The dreaded smoking cessation nurse is coming at 4.30pm and mum has tried to get me to cancel.  She has not put a patch on again today probably because she is so wound up at the thought of this woman coming.  She says she may stay in bed and if she is asleep I will leave her there and deal with the woman myself.  I'm going to clarify that the patches are helping us to cut down significantly but that neither of us are in the right frame of mind to give up completely at the moment.  If she doesn't like it she can lump it as far as I'm concerned.  If I was an alcoholic I would be given money for alcohol!  Just found that out recently.  If I was a heroine addict? I'd be given methadone every day at the chemist, straight to the front of the queue!  We need to do this for ourselves and we won't succeed if someone tries to bully us into stopping.  If she won't continue to prescribe the patches for us to help us keep our smoking to a minimum she can shove them where the sun don't shine to be honest!  I'll buy the patches myself.  I'm getting wound up just thinking about it.  Oh well I'll go now and have a cig to help me calm down before she comes!  Mum and I have failed miserably since she was last here and yet prior to her visit were down to 3-5 a day.  I suppose we shouldn't blame anyone but ourselves and by the same token we will have to sort ourselves out and get back on track.

Anonymous
  • FormerMember
    FormerMember

    Thanks Jo and Juls.  I really appreciate your views and agree with you both wholeheartedly and it doesn't bother me one bit that you are both non-smokers.  I see what you mean about slowing the breathing Jo but as I am addicted to the poisons in the cigs I don't think taking slow breaths of fresh air would work.  I do think, however, that the idea of allowing myself so many a day could work and may just give that a go.  If I do I'll let you know how I get on.  You are both right that it is down to the individual and that no amount of outside pressure would make me do it, in fact, It makes me do it more.  It's up to me and mum girls and we'll try the 'not today' rather than 'never again' approach as that seems to work for us.

  • FormerMember
    FormerMember

    Well done Bali, that's fantastic.  I wish my mum could do what you did but she doesn't seem to be able to.  Her oncologist said it can work one of two ways.  Some people give up immediately they find out they've got lung cancer others think 'what the hell!' it's too late now.  My mum seems to fall in between the two.  She knows she should give up, she sort of wants to give up but she is struggling to give up, however, is coping with cutting down.  My position is different I don't have cancer but I know my mum has because she is a smoker.  Again I know I shouldn't smoke,  I sort of want to stop but am not in the place yet where I can just not have any more.  I'm not ready.  I am using cigs as an emotional crutch, pathetic, but true.  Tomorrow, I intend not to smoke.  If I do I won't beat myself up just try not to on Wednesday and so on.  I am a 30-40 a day addict so if I can even half that at the moment it's got to be an improvement.

  • FormerMember
    FormerMember

    Celiswan 30-40 a day that is some serious habit.  There is a pill I think called Champix that may be of use.  You said I don't have cancer are you 100%? I also though that can't happen to me... I use to moan about the no-smokers and how we are paying the NHS for them and so on. In all honestly is not worthy!  

  • FormerMember
    FormerMember

    Hi Celiswan

    My husband was once a 60 a day smoker.  However, for today he now is a non smoker, tomorrow he aims to be a non smoker as wel, the day after he will worry about that when the time comes.  He had up to mid summer of '95 had in total 4 goes at giving up smoking they ranged between 6 months and 3 yrs, until ond day back in '95 when he announced he had had enough of being controlled by his habit and went cold turkey, even now he still works on the one day at a time basis.

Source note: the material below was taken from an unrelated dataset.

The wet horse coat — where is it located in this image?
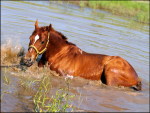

    2 of our 3 children smoke, his father did as did my mother, so I do understand how this habit takes over.

    best wishes and only think of this / next hour in this day.  tomorrow will be another day with different demands xxx good luck !

  • FormerMember
    FormerMember

    Hi Bali.  I'm not saying it can't happen to me I know it certainly can.  My lovely mum is proof of that!  No I don't suppose I am 100% I don't have it but even if I did just like mum I don't know that I could give up just like that even then.  I've heard about the champix and hope that if I can cut right down I will try those to stop completely.  You are right in all that you say and it's not worth it BUT I'm just not in the right place to stop at the moment.